Department of Medicine, Division of Gastroenterology, University of Washington School of Medicine, Seattle, Washington.
IUBMB Life. 2017 Apr;69(4):263-270. doi: 10.1002/iub.1613. Epub 2017 Mar 8.
The essential transition metal copper is important in lipid metabolism, redox balance, iron mobilization, and many other critical processes in eukaryotic organisms. Genetic diseases where copper homeostasis is disrupted, including Menkes disease and Wilson disease, indicate the importance of copper balance to human health. The severe consequences of insufficient copper supply are illustrated by Menkes disease, caused by mutation in the X-linked ATP7A gene encoding a protein that transports copper from intestinal epithelia into the bloodstream and across the blood-brain barrier. Inadequate copper supply to the body due to poor diet quality or malabsorption can disrupt several molecular level pathways and processes. Though much of the copper distribution machinery has been described and consequences of disrupted copper handling have been characterized in human disease as well as animal models, physiological consequences of sub-optimal copper due to poor nutrition or malabsorption have not been extensively studied. Recent work indicates that insufficient copper may be important in a number of common diseases including obesity, ischemic heart disease, and metabolic syndrome. Specifically, marginal copper deficiency (CuD) has been reported as a potential etiologic factor in diseases characterized by disrupted lipid metabolism such as non-alcoholic fatty-liver disease (NAFLD). In this review, we discuss the available data suggesting that a significant portion of the North American population may consume insufficient copper, the potential mechanisms by which CuD may promote lipid biosynthesis, and the interaction between CuD and dietary fructose in the etiology of NAFLD. © 2016 IUBMB Life, 69(4):263-270, 2017.

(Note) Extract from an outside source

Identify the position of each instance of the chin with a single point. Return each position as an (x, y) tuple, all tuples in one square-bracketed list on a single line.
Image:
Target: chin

必需过渡金属铜在脂质代谢、氧化还原平衡、铁转运以及真核生物的许多其他关键过程中都很重要。铜稳态被破坏的遗传疾病,包括门克斯病和威尔逊病,表明铜平衡对人类健康的重要性。门克斯病说明了铜供应不足的严重后果,该病由X连锁ATP7A基因突变引起,该基因编码一种将铜从肠上皮转运到血液并穿过血脑屏障的蛋白质。由于饮食质量差或吸收不良导致身体铜供应不足,会扰乱几个分子水平的途径和过程。尽管已经描述了许多铜分布机制,并且在人类疾病以及动物模型中已经明确了铜处理紊乱的后果,但由于营养不良或吸收不良导致的次优铜水平的生理后果尚未得到广泛研究。最近的研究表明,铜不足可能在包括肥胖症、缺血性心脏病和代谢综合征在内的许多常见疾病中起重要作用。具体而言,边缘性铜缺乏(CuD)已被报道为以脂质代谢紊乱为特征的疾病(如非酒精性脂肪性肝病(NAFLD))的潜在病因。在这篇综述中,我们讨论了现有数据,这些数据表明北美很大一部分人口可能摄入铜不足,CuD可能促进脂质生物合成的潜在机制,以及CuD与饮食果糖在NAFLD病因中的相互作用。© 2016国际生物化学与分子生物学联盟生命科学,69(4):263 - 270,2017。